Fears that electric vehicles (EVs) could actually increase carbon emissions are 'a myth', according to new research.
Air Quality & Weather Systems / March 26, 2020
By Ben Spencer
University study dispels myth that EVs could increase emissions (© Nrqemi |
University study dispels myth that EVs could increase emissions (© Nrqemi |

Sceptics have long questioned whether EVs are really greener than vehicles powered by fossil fuels, once emissions from production and electricity generation are taken into account.

But a study by the universities of Radboud in Nijmegen, Netherlands, and Cambridge and Exeter in the UK, shows that use of EVs leads to lower carbon emissions overall - even if electricity generation still involves substantial amounts of fossil fuels.

Researchers found that driving an EV under current conditions is better for the climate than conventional petrol cars in 95% of the world.

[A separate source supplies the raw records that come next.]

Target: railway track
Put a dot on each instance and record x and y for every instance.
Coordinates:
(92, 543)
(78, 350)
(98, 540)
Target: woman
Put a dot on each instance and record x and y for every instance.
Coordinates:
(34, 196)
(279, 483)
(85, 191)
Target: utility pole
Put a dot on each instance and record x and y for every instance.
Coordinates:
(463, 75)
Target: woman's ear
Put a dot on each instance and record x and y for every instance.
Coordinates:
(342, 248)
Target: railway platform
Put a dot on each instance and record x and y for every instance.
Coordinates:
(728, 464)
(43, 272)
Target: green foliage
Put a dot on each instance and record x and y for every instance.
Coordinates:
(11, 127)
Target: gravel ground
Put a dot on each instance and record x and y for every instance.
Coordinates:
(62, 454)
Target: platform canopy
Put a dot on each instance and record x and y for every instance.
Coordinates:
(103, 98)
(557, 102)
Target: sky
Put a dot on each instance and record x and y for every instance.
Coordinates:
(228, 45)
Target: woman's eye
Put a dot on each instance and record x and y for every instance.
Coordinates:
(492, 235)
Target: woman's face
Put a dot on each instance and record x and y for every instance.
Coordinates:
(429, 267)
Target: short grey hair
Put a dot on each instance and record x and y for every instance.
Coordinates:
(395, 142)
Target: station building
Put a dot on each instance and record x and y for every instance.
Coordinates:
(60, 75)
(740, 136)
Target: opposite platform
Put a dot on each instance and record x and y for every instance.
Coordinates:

This excludes countries like Poland, where electricity generation is still mostly based on coal.                                                                                                                                        
Researchers divided the world into 59 regions and found that in 53 of them – including most of Europe, the US and China – EVs are “already less emission-intensive than fossil-fuel alternatives”.

As energy production worldwide decarbonises, “last few debatable cases will soon disappear”, said Florian Knobloch, environmental scientist at Radboud.

Other findings revealed the average lifetime emissions from EVs are up to 70% lower than petrol cars in countries like Sweden and France - which get most of their electricity from renewables and nuclear - and around 30% lower in the UK.

Even “inefficient” EVs will be less “emission-intensive” than most new petrol cars in most countries in a few years, the report says, because electricity generation is expected to be less carbon-intensive.

The study, which also looked at home heating, projects that every second car on the streets by 2050 could be electric, reducing global carbon dioxide emissions by up to 1.5 gigatonnes per year.

“The idea that EVs… could increase emissions is essentially a myth,” insists Knobloch.

“We've seen a lot of discussion about this recently, with lots of disinformation going around,” he continues. “Here is a definitive study that can dispel those myths. We have run the numbers for all around the world, looking at a whole range of cars... Even in our worst-case scenario, there would be a reduction in emissions in almost all cases. This insight should be very useful for policy-makers.”

The study, Net emission reductions from electric cars and heat pumps in 59 world regions over time, was published in the journal Nature Sustainability.